Read as part of cbr12 bingo: Pandemic! I’ve wanted to read this one for a bit and it doesn’t really fit in any other category.
Few books have had the kind of hype that Say Nothing has been getting the last 12-18 months. It wound up on dozens of “Best Of” lists in 2019. It was recommended by Barack Obama. Friends who read it gushed about it. Given that’s a history tale (yes) about a subject I know little about but am curious of (uh-huh), I knew it would be one I had to get to sooner than later.
And yeah, it’s as great as advertised. Maybe even better. Unquestionably, one of the best non-fiction books I’ve read.
I’ll say less about the content, this isn’t fiction and I’m not knowledgable enough about the Troubles and the history of Northern Ireland, to talk about the writing. Patrick Radden Keefe writes a non-fiction tale exactly how I (and apparently many others) want. Smooth writing, well-informed but not bogged down by detail, giving the reader a clear picture of being in that time.

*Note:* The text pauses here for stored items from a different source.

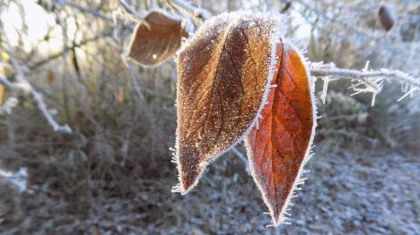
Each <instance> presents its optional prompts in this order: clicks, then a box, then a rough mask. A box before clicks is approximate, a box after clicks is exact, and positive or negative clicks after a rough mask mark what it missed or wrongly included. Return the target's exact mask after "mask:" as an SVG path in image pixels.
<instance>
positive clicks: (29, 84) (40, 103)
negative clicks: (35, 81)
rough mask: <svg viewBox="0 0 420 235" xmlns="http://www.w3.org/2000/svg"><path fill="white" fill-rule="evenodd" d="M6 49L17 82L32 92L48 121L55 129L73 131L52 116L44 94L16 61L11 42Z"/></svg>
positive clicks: (69, 131) (51, 125) (40, 107)
mask: <svg viewBox="0 0 420 235" xmlns="http://www.w3.org/2000/svg"><path fill="white" fill-rule="evenodd" d="M7 43H9V42H8V41H7ZM6 51H7V53H8V54H9V56H10V60H11V62H12V64H13V67H14V68H15V70H16V80H17V83H18V84H23V85H24V87H26V89H27V90H28V91H30V92H31V94H32V96H33V98H34V100H35V101H36V103H37V104H38V108H39V110H40V111H41V112H42V114H43V115H44V117H45V118H46V119H47V120H48V123H49V124H50V125H51V126H52V127H53V129H54V131H57V132H65V133H71V132H72V130H71V128H70V127H69V126H68V125H67V124H65V125H63V126H61V125H59V124H58V123H57V122H56V121H55V120H54V118H53V117H52V116H51V113H50V112H49V110H48V109H47V106H46V105H45V103H44V100H43V98H42V94H41V93H39V92H38V91H37V90H35V88H34V87H33V86H32V85H31V84H30V83H29V82H28V81H27V80H26V78H25V74H24V72H23V69H22V67H21V66H20V65H19V64H18V62H17V61H16V59H15V57H14V55H13V53H12V51H11V49H10V44H9V49H7V50H6Z"/></svg>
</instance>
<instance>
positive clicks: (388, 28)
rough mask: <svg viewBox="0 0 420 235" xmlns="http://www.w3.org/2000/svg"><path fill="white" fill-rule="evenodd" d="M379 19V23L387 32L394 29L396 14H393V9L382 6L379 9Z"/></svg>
mask: <svg viewBox="0 0 420 235" xmlns="http://www.w3.org/2000/svg"><path fill="white" fill-rule="evenodd" d="M378 17H379V22H380V23H381V25H382V27H384V29H385V30H386V31H389V30H391V29H392V27H394V25H395V21H396V16H395V13H394V12H393V9H392V8H391V7H390V6H388V5H382V6H381V7H380V8H379V12H378Z"/></svg>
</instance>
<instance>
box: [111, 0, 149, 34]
mask: <svg viewBox="0 0 420 235" xmlns="http://www.w3.org/2000/svg"><path fill="white" fill-rule="evenodd" d="M118 2H119V3H120V5H121V6H122V7H123V8H124V10H125V11H126V12H127V13H129V14H130V15H132V16H133V17H134V18H135V19H136V20H138V21H140V22H141V23H142V24H143V25H144V26H146V27H147V28H148V29H150V24H149V23H148V22H147V21H145V20H144V19H143V17H141V16H140V15H139V14H138V13H137V12H136V11H135V10H133V9H132V8H131V7H130V5H128V3H126V2H125V1H124V0H118Z"/></svg>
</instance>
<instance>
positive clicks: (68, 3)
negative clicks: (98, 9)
mask: <svg viewBox="0 0 420 235" xmlns="http://www.w3.org/2000/svg"><path fill="white" fill-rule="evenodd" d="M64 4H65V5H67V6H69V7H72V8H75V9H78V10H80V11H83V12H86V13H89V14H91V15H94V16H97V17H99V18H102V19H104V20H107V21H110V22H114V20H113V19H112V18H111V17H108V16H106V15H103V14H101V13H99V12H98V11H95V10H92V9H89V8H86V7H82V6H80V5H77V4H76V3H73V2H70V1H64Z"/></svg>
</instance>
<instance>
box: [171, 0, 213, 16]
mask: <svg viewBox="0 0 420 235" xmlns="http://www.w3.org/2000/svg"><path fill="white" fill-rule="evenodd" d="M166 3H167V4H169V5H170V6H173V7H176V8H178V9H180V10H182V11H184V12H186V13H188V14H189V15H190V16H192V17H194V18H195V19H198V20H200V21H206V20H208V19H210V18H211V13H210V12H208V11H206V10H204V9H201V8H198V7H195V6H192V5H191V4H189V3H188V2H185V1H183V0H166Z"/></svg>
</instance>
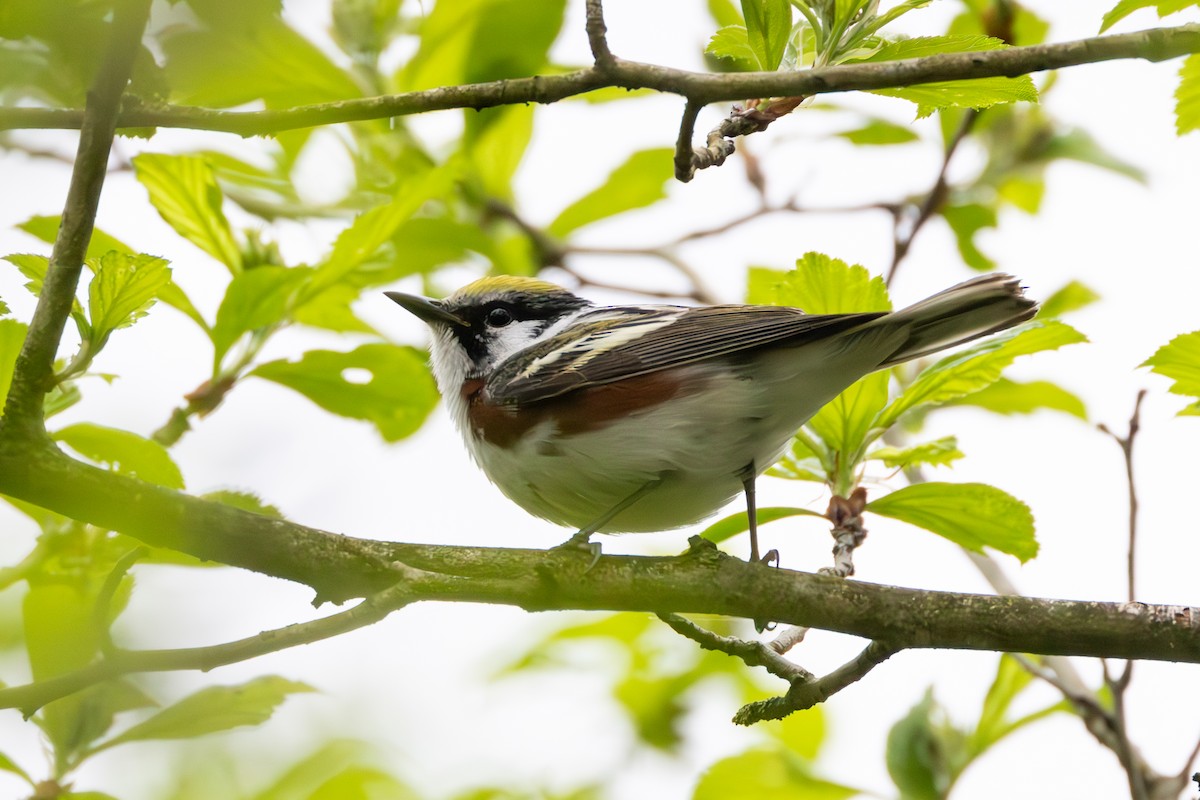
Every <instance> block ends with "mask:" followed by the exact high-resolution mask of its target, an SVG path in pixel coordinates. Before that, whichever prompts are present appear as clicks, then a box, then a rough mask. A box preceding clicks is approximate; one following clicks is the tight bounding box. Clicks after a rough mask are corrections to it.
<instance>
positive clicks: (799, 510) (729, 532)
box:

This was a book I hated putting down; having to do it mostly for work and personal reasons. I would have gobbled it in a day if I could have.
Keefe does a great job weaving in the mystery that drives the tale through the major players in the IRA. One starts reading feeling bad for the Northern Irish, persecuted under British rule, but are soon reminded that war is indeed hell and that there’s no innocence, no matter how just the cause.
If you’re considering picking this one up, please do. It is an excellent book.